Prof. Lydia Bourouiba has published a new slow-motion video of a person sneezing as part of her research into how sneezes spread disease, reports Rae Ellen Bichell for NPR. Bichell explains that Bourouiba’s research is aimed at better understanding “how to prevent microbes from moving from a sick person or contaminated surface to somebody else.”

Reuters

MIT researchers have developed a portable system that could produce biotech drugs on demand, reports Lisa Rapaport for Reuters. “The table-top machine has the potential to one day produce proteins to treat any number of a wide range of conditions like cancer, diabetes, heart attacks, and hemophilia,” writes Rapaport. 

Associated Press

Prof. Susan Lindquist has been named a recipient of the Albany Medical Center Prize in Medicine and Biomedical Research, according to the AP. Lindquist’s research has raised hopes that “treatments could prevent protein ‘misfolding’ that drives degenerative conditions like Alzheimer's, Parkinson's and Lou Gehrig's disease.”

Boston Magazine

A portable device developed by MIT researchers uses programmable yeast to create drugs on demand, reports Jamie Ducharme for Boston Magazine.

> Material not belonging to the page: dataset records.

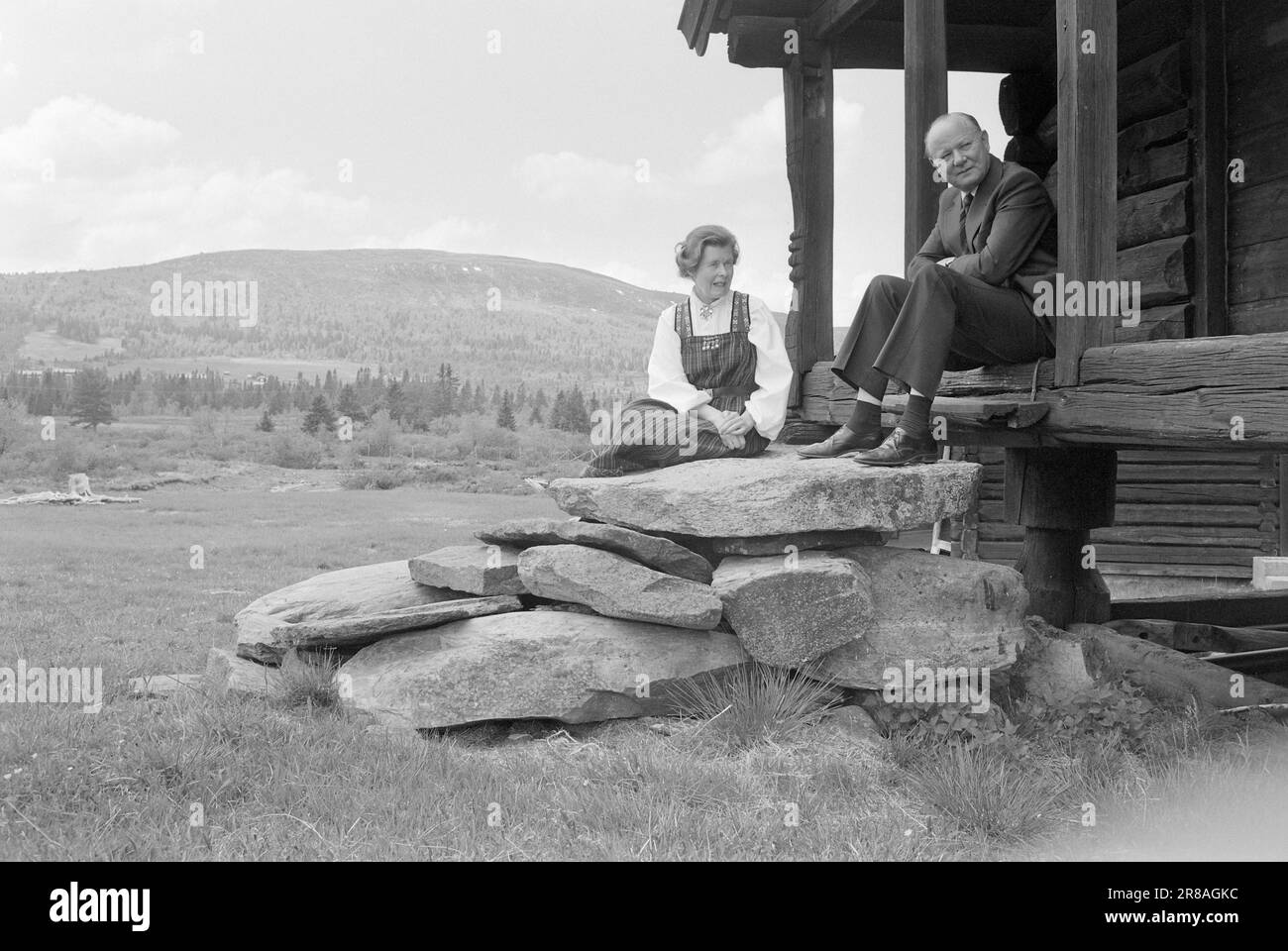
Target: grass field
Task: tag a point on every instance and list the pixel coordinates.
(198, 776)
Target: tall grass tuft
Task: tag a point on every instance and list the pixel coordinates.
(986, 791)
(756, 702)
(308, 682)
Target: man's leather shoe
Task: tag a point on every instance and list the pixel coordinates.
(902, 449)
(840, 444)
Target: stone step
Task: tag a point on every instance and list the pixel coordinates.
(776, 492)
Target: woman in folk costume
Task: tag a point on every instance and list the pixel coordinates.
(717, 376)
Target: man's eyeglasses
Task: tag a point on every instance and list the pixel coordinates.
(961, 147)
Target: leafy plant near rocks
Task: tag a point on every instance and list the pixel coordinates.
(1117, 707)
(756, 702)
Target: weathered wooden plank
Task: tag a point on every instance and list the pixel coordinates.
(1144, 555)
(1147, 217)
(1089, 150)
(1162, 266)
(1233, 608)
(1199, 637)
(1017, 414)
(1155, 515)
(1180, 365)
(1202, 416)
(925, 95)
(1176, 536)
(877, 44)
(1153, 86)
(1168, 322)
(1196, 493)
(835, 17)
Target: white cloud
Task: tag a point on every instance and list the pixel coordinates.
(123, 193)
(754, 146)
(572, 176)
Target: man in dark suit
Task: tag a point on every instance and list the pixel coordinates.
(967, 299)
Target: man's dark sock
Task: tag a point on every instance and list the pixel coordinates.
(915, 416)
(866, 418)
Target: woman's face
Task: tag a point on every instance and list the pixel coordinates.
(713, 273)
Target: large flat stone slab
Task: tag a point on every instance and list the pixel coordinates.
(617, 586)
(790, 609)
(342, 596)
(932, 611)
(483, 570)
(774, 493)
(660, 555)
(529, 665)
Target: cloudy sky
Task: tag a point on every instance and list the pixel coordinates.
(580, 132)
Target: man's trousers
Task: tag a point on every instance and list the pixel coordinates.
(940, 320)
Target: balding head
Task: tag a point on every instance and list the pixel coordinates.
(957, 147)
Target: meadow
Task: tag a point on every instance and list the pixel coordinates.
(202, 776)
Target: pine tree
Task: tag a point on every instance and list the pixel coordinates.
(395, 401)
(559, 411)
(348, 403)
(505, 415)
(91, 402)
(318, 415)
(578, 418)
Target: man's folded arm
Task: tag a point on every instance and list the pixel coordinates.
(930, 254)
(1021, 217)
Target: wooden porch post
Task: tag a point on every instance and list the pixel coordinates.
(810, 157)
(1087, 60)
(925, 98)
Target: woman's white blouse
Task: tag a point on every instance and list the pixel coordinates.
(666, 379)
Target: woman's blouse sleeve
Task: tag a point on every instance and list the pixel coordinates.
(768, 405)
(666, 377)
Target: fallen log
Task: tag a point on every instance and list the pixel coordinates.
(1171, 672)
(1181, 635)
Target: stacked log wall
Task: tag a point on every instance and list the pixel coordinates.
(1257, 219)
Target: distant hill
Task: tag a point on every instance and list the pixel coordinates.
(397, 308)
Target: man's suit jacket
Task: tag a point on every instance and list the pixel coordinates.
(1010, 231)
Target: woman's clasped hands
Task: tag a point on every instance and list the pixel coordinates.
(732, 427)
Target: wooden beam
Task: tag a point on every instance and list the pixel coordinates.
(833, 17)
(1210, 158)
(925, 97)
(1089, 166)
(810, 158)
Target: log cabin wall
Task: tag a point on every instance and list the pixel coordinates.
(1179, 513)
(1257, 90)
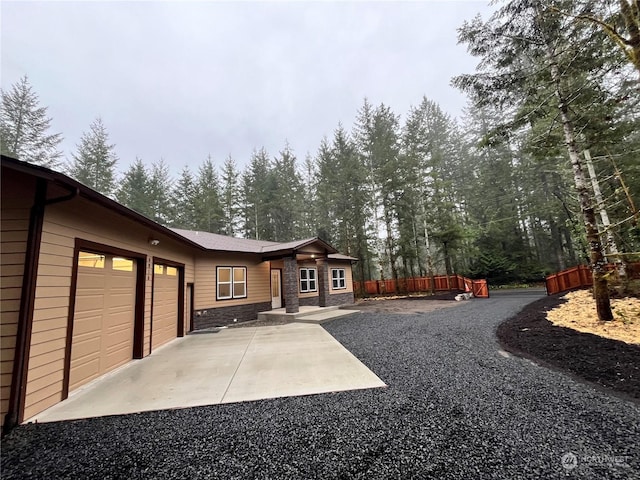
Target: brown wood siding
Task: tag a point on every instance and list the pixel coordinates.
(63, 223)
(17, 196)
(258, 279)
(348, 273)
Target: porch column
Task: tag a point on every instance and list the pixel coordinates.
(290, 283)
(323, 281)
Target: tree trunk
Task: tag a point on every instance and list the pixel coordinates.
(596, 257)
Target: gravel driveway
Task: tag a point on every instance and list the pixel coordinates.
(456, 408)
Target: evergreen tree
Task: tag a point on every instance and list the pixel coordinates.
(95, 162)
(256, 191)
(526, 45)
(134, 189)
(285, 208)
(209, 214)
(159, 193)
(24, 127)
(230, 197)
(184, 197)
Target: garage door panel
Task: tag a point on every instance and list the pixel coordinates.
(87, 304)
(85, 347)
(165, 308)
(103, 321)
(88, 324)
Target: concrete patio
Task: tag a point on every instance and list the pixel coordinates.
(224, 366)
(306, 314)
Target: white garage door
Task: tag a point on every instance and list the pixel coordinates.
(165, 304)
(104, 316)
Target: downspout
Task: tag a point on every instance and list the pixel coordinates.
(27, 302)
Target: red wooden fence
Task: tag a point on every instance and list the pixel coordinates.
(423, 284)
(580, 276)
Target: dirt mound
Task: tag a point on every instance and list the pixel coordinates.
(608, 363)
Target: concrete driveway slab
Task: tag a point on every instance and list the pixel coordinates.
(232, 365)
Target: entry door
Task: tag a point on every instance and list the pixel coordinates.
(276, 294)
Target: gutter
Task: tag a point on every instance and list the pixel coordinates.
(17, 396)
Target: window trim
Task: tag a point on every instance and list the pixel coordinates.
(340, 279)
(232, 282)
(308, 280)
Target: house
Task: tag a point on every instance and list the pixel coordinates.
(89, 285)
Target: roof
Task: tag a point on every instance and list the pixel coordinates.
(339, 256)
(214, 241)
(199, 240)
(79, 189)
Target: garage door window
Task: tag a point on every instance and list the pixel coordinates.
(91, 260)
(122, 264)
(231, 282)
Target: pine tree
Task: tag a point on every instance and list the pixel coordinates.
(183, 201)
(24, 127)
(526, 46)
(256, 193)
(134, 189)
(95, 162)
(285, 209)
(209, 214)
(159, 193)
(230, 197)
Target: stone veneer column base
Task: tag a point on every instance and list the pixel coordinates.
(309, 301)
(221, 316)
(290, 285)
(340, 299)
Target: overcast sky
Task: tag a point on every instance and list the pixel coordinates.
(181, 80)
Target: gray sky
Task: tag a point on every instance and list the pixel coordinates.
(180, 80)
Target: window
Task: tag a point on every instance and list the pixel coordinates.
(122, 264)
(92, 260)
(231, 282)
(308, 281)
(338, 278)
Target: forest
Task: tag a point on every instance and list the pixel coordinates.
(545, 159)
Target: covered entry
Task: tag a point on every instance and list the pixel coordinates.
(104, 316)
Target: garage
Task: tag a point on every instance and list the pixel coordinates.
(104, 316)
(165, 304)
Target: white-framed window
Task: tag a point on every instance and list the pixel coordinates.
(338, 278)
(231, 282)
(308, 280)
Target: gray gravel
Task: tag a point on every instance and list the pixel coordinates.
(455, 408)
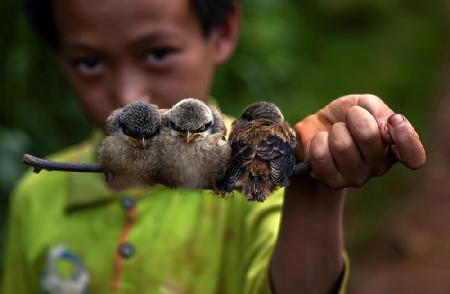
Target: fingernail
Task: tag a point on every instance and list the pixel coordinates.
(396, 119)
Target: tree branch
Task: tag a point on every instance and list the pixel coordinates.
(39, 164)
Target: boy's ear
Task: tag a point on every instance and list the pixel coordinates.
(226, 36)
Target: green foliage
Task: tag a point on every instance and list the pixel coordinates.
(298, 54)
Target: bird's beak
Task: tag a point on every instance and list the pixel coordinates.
(190, 137)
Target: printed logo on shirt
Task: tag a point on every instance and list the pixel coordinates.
(63, 272)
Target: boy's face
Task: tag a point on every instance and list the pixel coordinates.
(115, 52)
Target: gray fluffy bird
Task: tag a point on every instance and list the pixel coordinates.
(193, 151)
(129, 150)
(262, 152)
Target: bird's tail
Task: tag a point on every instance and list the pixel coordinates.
(254, 189)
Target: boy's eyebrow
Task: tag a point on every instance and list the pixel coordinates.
(139, 40)
(78, 47)
(153, 37)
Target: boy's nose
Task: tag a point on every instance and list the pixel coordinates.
(131, 89)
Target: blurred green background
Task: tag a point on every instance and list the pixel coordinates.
(298, 54)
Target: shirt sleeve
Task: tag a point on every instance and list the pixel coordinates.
(261, 232)
(17, 275)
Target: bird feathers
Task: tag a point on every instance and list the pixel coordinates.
(262, 152)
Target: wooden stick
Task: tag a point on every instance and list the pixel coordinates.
(39, 164)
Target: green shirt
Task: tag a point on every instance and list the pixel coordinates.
(68, 230)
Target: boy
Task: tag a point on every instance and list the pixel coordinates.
(69, 232)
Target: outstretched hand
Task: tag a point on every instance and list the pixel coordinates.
(354, 138)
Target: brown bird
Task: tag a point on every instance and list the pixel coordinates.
(129, 150)
(193, 150)
(262, 155)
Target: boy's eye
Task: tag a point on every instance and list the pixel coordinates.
(158, 55)
(88, 66)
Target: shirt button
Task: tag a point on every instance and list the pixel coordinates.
(126, 250)
(127, 202)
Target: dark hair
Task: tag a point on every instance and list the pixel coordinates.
(211, 14)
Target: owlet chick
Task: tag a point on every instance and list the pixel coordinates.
(129, 150)
(193, 149)
(262, 155)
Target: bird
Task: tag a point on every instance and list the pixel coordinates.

The device “could be a lifesaver for doctors working in vulnerable conditions, such as the battlefield, a remote village, or even an ambulance,” writes Ducharme. 

Bloomberg News

Prof. Polina Anikeeva speaks with Cory Johnson of Bloomberg West about the emerging field of bioelectronics. Concerning future applications of bioelectronics, Anikeeva says that she thinks “we will start seeing more and more devices coming in and being implanted into various parts of the nervous system to treat disorders we haven’t even thought of before as neurological.”

Reuters

MIT researchers have developed a programmable vaccine that could be used to respond to disease outbreaks, reports Ben Gruber for Reuters. The vaccine harnesses “messenger RNA, a genetic material that can be programmed to fight any viral, bacterial or parasitic disease by provoking an amplified immune response.”